|08 September 2008
|In March this year we released the international stamp issue Gorgeous
Australia, highlighting four dramatic gorges cut deep into the land. In this
companion issue we showcase four waterfalls from around the country. The
$1.40 and $2.05 stamps, depicting Russell Falls and Jim Jim Falls, are also
available in pictorial special occasion booklets.|
Tucked away with Australia
Russell Falls, Tasmania:
The popular Russell Falls, in Tasmania's Mt Field National Park, is located some 60 kilometres north-west of Hobart. Nestled among lofty trees and
thick ferns, the waterfall is bathed in emerald-green light filtered through
the canopy of this lush bush site.
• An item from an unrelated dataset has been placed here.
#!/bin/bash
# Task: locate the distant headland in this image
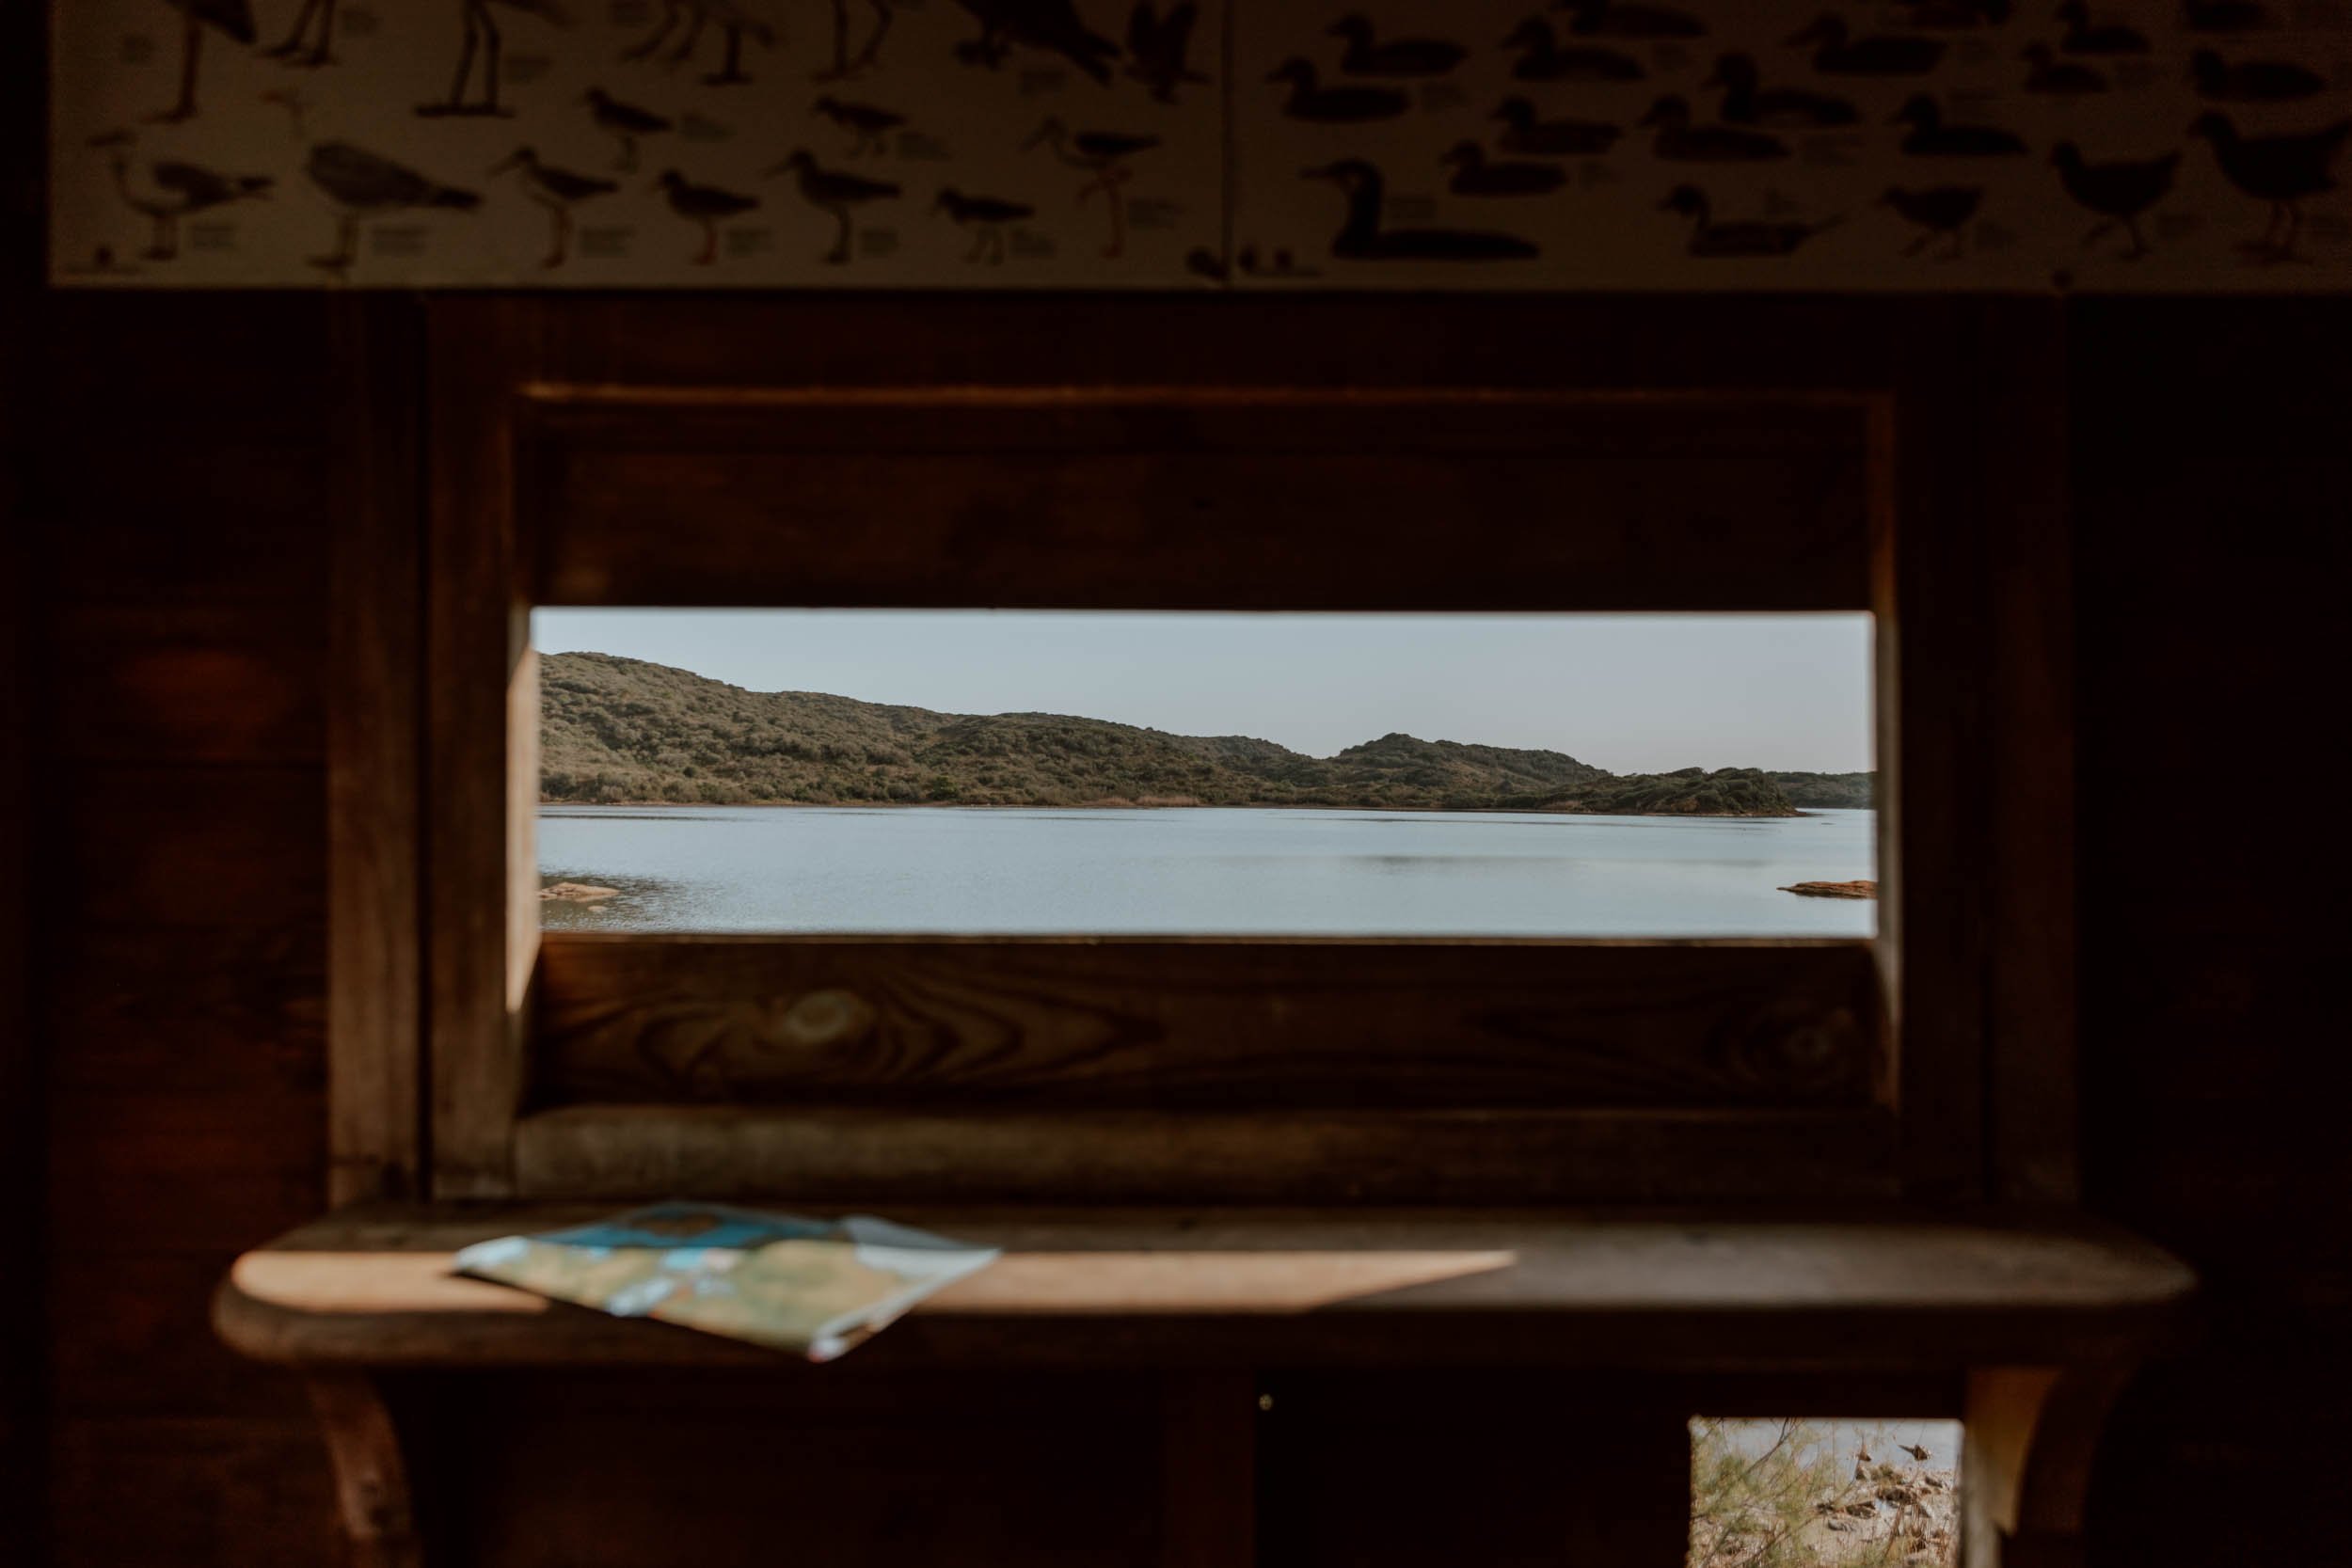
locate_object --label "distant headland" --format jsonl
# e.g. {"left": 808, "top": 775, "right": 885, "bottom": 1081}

The exquisite tiered waterfall has two
main drops of around 15 metres each, above which are smaller rock faces.
The tiered walls are composed of horizontally bedded marine Permian
Originally named Browning Falls, after being sighted by a settler of that
name in 1856, the waterfall's name was changed to Russell Falls in 1884,
in honour of a member of an exploration party that travelled up the Derwent
Valley. It was declared Tasmania's first nature reserve in 1885.
Jim Jim Falls, Northern Territory:
Jim Jim Falls is in the heart of the Northern Territory's Kakadu National Park, an extraordinary area that has been World Heritage listed for its natural and cultural heritage. The falls is named for Andjimjim, the Water Pandanus (Pandanus aquaticus) associated with permanent freshwater, and is sited on the Jim Jim Creek. The waters tumble over the wall of the Arnhem Land escarpment to create the majestic 200-metre waterfall.
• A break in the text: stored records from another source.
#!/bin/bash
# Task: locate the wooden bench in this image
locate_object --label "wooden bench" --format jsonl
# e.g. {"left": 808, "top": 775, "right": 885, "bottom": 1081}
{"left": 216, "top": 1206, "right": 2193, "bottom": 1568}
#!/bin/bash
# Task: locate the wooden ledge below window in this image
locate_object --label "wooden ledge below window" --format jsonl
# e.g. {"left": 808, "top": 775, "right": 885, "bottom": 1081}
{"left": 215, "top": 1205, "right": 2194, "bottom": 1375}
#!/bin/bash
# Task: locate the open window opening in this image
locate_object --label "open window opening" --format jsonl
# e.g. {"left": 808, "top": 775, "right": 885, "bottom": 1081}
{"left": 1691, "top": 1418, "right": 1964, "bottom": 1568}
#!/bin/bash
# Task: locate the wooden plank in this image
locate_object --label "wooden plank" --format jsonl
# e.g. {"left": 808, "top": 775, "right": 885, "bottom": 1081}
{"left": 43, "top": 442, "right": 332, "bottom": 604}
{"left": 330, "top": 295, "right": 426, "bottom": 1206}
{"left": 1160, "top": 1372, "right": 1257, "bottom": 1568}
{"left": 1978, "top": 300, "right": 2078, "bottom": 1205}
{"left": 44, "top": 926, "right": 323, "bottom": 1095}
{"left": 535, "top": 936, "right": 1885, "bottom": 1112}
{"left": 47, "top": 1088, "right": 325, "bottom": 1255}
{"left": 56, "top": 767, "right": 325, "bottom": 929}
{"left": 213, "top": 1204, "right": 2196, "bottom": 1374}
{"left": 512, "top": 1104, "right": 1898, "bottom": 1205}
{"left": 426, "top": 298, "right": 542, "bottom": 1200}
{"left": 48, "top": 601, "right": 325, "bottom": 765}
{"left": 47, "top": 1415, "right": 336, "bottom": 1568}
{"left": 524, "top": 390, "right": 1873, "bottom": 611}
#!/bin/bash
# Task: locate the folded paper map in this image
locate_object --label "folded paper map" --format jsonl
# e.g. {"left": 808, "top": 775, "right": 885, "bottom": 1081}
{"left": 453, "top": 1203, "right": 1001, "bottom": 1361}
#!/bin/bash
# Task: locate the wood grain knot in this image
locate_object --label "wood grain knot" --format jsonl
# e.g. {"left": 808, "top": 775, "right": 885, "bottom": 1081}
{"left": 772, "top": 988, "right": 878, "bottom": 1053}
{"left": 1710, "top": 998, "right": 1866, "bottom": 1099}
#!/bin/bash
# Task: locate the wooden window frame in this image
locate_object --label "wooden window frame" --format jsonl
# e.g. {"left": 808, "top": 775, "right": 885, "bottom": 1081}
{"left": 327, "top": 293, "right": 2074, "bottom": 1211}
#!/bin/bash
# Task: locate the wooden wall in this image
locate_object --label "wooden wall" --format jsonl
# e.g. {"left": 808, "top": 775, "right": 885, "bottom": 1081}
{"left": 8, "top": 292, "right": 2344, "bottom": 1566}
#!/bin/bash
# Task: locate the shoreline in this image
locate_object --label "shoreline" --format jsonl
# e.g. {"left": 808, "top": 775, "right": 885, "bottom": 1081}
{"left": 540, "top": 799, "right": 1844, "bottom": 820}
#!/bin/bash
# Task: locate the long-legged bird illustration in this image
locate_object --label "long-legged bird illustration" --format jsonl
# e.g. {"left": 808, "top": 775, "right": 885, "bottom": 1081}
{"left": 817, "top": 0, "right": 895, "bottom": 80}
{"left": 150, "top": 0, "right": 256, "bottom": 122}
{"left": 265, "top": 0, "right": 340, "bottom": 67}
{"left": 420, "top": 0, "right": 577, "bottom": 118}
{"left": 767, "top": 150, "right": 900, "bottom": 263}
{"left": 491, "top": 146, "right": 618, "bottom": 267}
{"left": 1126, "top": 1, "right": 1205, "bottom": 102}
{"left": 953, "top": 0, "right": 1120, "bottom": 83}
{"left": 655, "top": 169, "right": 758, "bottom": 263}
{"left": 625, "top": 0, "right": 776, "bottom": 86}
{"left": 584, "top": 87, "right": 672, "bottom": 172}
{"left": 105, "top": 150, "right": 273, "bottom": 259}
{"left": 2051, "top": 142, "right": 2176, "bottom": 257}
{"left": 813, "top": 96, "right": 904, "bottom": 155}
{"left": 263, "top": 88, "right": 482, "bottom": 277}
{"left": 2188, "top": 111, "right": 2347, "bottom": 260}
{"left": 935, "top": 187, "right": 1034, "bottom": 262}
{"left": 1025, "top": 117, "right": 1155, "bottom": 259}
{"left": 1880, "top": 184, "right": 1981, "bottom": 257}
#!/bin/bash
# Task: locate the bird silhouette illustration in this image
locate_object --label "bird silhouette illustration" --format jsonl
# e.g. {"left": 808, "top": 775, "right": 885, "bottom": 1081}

Jim Jim's waters flow well during the wet season, thundering over the
massive drop of the escarpment. During the dry season - when Jim Jim Falls
can be reached by a 60-kilometre four-wheel-drive track and a short walk
- the waters run only at a trickle or cease to flow at all. As the perspective
in the stamp design indicates, the photograph was taken during the wet
season. At this time of the year a helicopter is essential in viewing the falls.
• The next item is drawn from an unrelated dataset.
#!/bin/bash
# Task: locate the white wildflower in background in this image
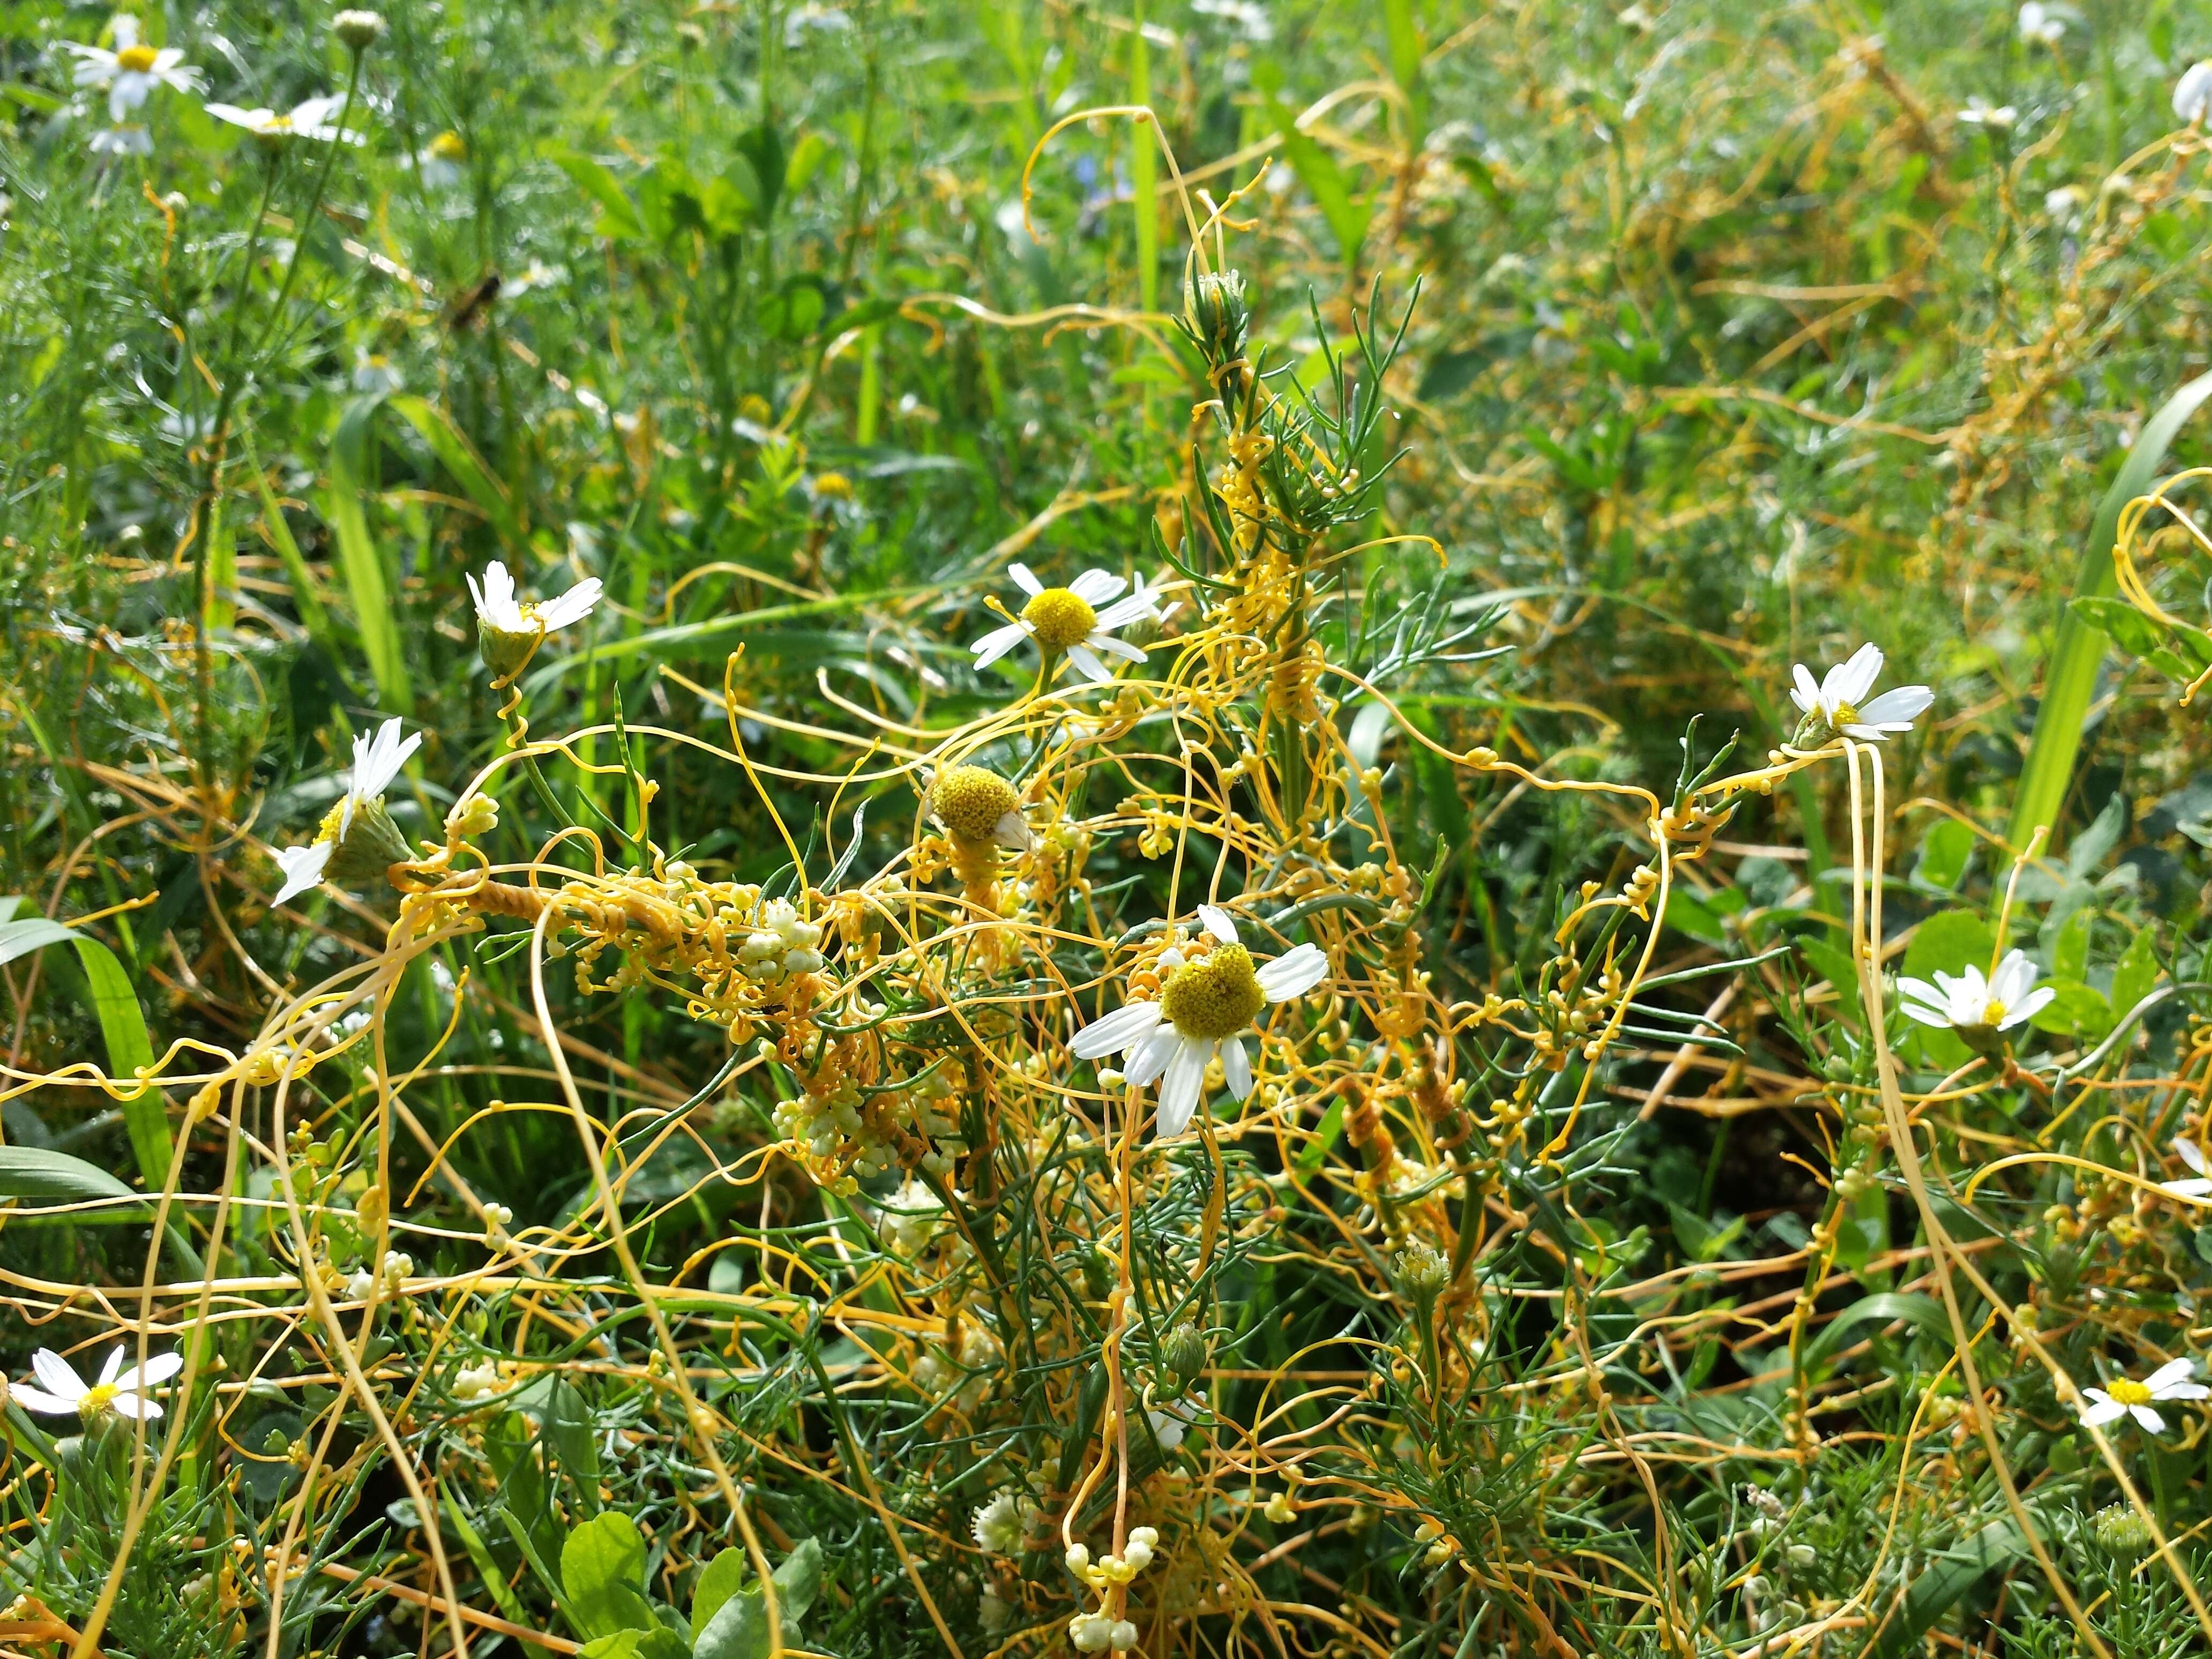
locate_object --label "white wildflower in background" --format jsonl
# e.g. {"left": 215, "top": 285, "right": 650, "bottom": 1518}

Spa Pool, Hamersley Gorge, Western Australia:
Tucked away in Hamersley Gorge, in Western Australia's Karijini National
Park, is the Spa Pool, the waters of which run from the southern branch
of the Fortescue River. This small waterfall and pool is distinguished by
its tranquil ambience rather than its grandeur, with the pool cupped by
spectacular banded-iron rock formations. The rains fall in this tropical semidesert area between November and March, and the waters flow for several months before drying up completely.
MacKenzie Falls, Victoria:
MacKenzie Falls is one of four waterfalls in the MacKenzie Gorge, which
has been cut by a river of the same name running through the Grampians, or
Gariwerd, National Park in western Victoria. MacKenzie falls is the largest
and most popular of the park's falls, and unlike many waterfalls in Australia
it generally flows year-round. During the winter months its waters plummet
dramatically over a wall of around 30 metres, sending up a spray of fine
mist; in the summer it is a more modest affair. The park is jointly managed
by Parks Victoria and its traditional owners, for whom the waterfall is
significant as the site of the Black Fish dreaming.
Bushfires swept through the park in 2006, devastating many areas and much
wildlife, and impacting on tracks and lookouts to MacKenzie Falls. Access to
the falls has since been restored and this area continues to attract visitors.